Roseberry: So you found the pay scale to be a little bit more equal there at Duke?
Widmann: Yes. Well, of course, you don’t go around and ask all of your colleagues, Well, now, what are you making? (Roseberry laughs) But I had the impression that it was probably more equitable.
Roseberry: So what year did you come to Duke?
Widmann: Seventy-one. January of 1971.
Roseberry: And you were working in the blood bank specifically?
Widmann: Well, I was at the VA where the laboratories were; it was a central laboratory. So my responsibility was called the blood bank and the hematology lab.
(pause in recording)
Widmann: -had the responsibility for the blood bank and the hematology lab.
Roseberry: So you were in charge of both of those at Duke?
Widmann: Yes. No, not at Duke, at the VA.
Roseberry: At the VA?
Widmann: The Veteran’s Hospital, of course, is a federal installation, and the employees at the VA Hospital are federal employees. But the faculty-the professional direction at that time-some of the physicians at the VA were paid by the federal government, but the Radiology Department and the Pathology Department had a contract. The VA had a contract with those two departments so that the Radiology faculty and the Pathology faculty were paid by Duke. We were not federal employees; we were paid by Duke and were on contract for services to the VA. My service responsibilities were at the VA, but my academic appointment was at Duke, of course, and my paycheck came from Duke. So that remained in place for a long, long time. I never was a federal employee. I don’t know what the setup is now, but the VA was trying to get rid of this contract arrangement. I’m not sure what had gone into the establishment of the contract or (laughing) what went into their wanting to get rid of it, but at any rate, I found it very satisfactory. I was Duke faculty, but preferred to have my service responsibilities at the VA rather than at Duke Hospital.
Roseberry: Why is that?
Widmann: Because Duke Hospital didn’t have a coordinated laboratory setup; the VA did.
Roseberry: None whatsoever?
Widmann: Well, no. They were extremely fragmented. Duke Hospital was even more fragmented than UNC when it came to laboratory administration. And there was a lot of sort of-not really controversy but a rather strenuous path to what became a centralized laboratory department. There was a lot of interdepartmental jockeying for position.
Roseberry: So when you say centralized laboratory, you mean specifically a blood bank or individual labs?
Widmann: No. All of the laboratories being under one direction: hematology, microbiology, tissue pathology and so forth.
Roseberry: And that was not the case at Duke; they were individual-?
Widmann: Yes, individual fiefdoms.
Roseberry: Okay, but at the VA-
Widmann: At the VA it was a single centralized laboratory, both administratively and physically. I mean, there was a laboratory floor, whereas there wasn’t then and there still isn’t at Duke, one place that you can go and know that that’s where all of your laboratory (laughs) people are going to be. Although I think now-I think that most of the laboratories are physically completely separate from the hospital, that it’s a completely extramural activity.
Roseberry: So did you report to one central person at the VA who was in charge of the labs?
Widmann: Yes.

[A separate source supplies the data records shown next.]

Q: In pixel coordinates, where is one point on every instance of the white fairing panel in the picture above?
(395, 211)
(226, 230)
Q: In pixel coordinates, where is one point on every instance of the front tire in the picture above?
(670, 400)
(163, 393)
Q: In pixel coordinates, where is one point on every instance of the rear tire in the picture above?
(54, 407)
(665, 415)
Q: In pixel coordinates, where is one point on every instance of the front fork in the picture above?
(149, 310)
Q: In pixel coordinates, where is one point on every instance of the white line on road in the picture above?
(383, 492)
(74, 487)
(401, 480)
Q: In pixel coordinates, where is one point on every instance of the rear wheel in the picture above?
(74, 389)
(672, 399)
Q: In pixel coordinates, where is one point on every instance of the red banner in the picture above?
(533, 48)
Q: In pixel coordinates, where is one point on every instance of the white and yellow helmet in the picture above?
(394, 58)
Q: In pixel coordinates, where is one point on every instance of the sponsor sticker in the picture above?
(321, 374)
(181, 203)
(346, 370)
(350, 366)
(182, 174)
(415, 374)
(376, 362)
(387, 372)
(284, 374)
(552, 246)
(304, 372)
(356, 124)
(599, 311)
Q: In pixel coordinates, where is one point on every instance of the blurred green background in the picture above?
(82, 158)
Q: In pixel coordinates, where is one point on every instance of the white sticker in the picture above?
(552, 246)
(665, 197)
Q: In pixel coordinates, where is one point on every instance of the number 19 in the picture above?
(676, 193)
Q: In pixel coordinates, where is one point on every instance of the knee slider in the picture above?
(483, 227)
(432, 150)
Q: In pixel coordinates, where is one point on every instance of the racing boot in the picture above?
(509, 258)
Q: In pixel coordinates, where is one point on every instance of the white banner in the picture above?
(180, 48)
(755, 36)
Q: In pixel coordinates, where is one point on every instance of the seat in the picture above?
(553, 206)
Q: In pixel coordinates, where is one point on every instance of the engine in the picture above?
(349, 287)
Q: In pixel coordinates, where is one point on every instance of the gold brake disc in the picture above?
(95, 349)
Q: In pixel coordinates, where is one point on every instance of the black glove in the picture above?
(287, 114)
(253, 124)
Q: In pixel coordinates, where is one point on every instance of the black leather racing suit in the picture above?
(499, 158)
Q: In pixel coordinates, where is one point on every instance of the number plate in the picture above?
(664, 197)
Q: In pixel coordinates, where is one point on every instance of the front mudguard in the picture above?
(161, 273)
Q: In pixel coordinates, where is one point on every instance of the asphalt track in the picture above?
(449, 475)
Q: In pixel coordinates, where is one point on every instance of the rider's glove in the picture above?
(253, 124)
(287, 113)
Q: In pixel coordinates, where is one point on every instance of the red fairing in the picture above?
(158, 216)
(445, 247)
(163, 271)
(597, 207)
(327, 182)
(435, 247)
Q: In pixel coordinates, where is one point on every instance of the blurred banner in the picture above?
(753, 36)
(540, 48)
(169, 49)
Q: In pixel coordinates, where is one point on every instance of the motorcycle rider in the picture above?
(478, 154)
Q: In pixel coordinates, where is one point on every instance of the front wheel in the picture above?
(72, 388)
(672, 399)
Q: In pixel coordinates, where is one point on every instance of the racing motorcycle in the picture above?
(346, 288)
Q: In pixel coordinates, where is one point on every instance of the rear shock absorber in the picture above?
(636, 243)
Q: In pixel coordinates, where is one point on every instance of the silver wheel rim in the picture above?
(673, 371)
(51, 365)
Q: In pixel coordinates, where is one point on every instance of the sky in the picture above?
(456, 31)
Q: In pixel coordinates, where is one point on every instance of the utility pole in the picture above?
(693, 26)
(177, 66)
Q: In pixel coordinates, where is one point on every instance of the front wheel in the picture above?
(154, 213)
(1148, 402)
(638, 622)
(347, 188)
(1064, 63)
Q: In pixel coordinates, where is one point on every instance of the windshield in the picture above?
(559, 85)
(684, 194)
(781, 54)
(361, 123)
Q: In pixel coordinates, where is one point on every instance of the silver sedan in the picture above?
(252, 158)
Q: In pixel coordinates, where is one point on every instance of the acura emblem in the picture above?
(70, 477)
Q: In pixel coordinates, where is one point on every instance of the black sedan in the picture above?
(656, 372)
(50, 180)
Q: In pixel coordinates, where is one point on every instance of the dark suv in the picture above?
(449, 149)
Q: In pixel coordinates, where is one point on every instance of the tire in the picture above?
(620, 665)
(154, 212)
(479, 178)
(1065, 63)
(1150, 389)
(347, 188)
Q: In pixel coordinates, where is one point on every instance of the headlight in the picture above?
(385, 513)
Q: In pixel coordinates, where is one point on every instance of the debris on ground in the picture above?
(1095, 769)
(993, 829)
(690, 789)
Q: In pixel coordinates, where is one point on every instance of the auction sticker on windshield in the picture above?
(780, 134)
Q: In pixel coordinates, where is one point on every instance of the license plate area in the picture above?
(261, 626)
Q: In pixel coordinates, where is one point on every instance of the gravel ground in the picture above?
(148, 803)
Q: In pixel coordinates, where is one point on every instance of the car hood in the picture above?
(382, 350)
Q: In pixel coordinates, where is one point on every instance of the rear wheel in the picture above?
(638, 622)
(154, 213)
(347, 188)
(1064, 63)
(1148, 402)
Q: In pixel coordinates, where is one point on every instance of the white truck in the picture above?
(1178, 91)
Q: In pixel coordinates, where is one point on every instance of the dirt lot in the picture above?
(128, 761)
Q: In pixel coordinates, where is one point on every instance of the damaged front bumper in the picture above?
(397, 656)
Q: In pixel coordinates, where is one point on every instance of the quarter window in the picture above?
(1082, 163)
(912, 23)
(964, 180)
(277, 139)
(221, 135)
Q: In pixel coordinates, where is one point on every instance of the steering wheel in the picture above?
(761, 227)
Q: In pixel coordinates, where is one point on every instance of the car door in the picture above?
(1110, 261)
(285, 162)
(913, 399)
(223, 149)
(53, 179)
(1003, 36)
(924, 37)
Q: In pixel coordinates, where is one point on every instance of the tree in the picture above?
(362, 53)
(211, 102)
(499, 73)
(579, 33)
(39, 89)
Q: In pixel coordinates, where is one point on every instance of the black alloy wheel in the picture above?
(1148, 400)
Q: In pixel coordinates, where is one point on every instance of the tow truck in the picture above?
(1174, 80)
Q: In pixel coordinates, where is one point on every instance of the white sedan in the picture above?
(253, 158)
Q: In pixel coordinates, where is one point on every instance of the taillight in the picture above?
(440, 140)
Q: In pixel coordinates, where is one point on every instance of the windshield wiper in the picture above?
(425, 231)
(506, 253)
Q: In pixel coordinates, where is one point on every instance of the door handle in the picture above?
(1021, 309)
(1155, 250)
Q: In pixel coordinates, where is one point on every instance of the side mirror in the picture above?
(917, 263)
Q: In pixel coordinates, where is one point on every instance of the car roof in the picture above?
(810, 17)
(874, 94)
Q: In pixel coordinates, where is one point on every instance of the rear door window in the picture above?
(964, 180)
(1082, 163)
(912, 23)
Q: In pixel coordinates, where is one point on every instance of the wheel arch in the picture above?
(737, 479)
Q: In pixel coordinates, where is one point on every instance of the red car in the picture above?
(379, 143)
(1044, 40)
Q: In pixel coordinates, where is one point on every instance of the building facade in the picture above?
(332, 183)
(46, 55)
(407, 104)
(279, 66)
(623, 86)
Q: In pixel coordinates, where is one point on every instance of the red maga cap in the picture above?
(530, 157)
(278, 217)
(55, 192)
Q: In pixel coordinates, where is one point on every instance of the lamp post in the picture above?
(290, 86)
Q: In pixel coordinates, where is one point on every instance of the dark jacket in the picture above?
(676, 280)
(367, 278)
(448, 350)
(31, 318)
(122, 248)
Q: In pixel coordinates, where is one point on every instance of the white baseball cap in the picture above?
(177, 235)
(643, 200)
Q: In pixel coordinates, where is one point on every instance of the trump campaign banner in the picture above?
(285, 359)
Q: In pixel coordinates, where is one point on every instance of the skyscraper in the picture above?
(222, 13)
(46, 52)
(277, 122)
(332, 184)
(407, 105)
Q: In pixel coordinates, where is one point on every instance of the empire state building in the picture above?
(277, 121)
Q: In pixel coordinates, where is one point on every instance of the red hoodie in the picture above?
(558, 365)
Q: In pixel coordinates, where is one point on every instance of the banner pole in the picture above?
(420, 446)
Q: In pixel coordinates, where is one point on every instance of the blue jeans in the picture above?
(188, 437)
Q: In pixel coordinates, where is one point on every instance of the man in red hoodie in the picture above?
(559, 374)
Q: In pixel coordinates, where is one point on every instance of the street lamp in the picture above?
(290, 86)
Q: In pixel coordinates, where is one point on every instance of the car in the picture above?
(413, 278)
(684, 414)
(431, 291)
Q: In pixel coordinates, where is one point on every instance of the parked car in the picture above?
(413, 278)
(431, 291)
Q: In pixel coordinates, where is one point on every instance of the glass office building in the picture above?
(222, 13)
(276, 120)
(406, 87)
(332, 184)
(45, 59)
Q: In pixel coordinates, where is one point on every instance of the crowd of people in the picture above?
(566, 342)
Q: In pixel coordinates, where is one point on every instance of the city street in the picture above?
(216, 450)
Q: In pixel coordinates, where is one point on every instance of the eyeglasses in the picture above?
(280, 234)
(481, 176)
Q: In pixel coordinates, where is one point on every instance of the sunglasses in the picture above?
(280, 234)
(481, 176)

The director of the laboratories was in charge of all the laboratories and of course was Duke faculty. So I was responsible to the director of the laboratories.
Roseberry: So that person was in charge of those who were contract-?
Widmann: Well, everybody was contract at the VA. All of the pathology faculty was on contract-the chief of the department and all of the division chiefs were all contract.
Roseberry: Were there other departments? You mentioned Radiology.
Widmann: Radiology had a contract. The other departments, as I understand it, were-the physicians were federal employees, but all had academic appointments at Duke, and presumably their salaries were augmented by Duke for their teaching responsibilities. I don’t know that, but I assume that was the case.
Roseberry: So were you teaching at all?
Widmann: Yes. As a Duke faculty member, I had teaching responsibilities at the medical school. So during the time that the medical students were engaged in the pathology curriculum, I would trundle over to the medical school four times a week for lectures and laboratories. That was the formal teaching of the undergraduate medical students. And then of course you’re all the time teaching residents. The residents-the pathology residents-would come over to the VA for their blood bank rotation and would also-not so much for the other laboratory rotations, but for quite a while the VA laboratory was sort of the primary place that they had their blood bank training.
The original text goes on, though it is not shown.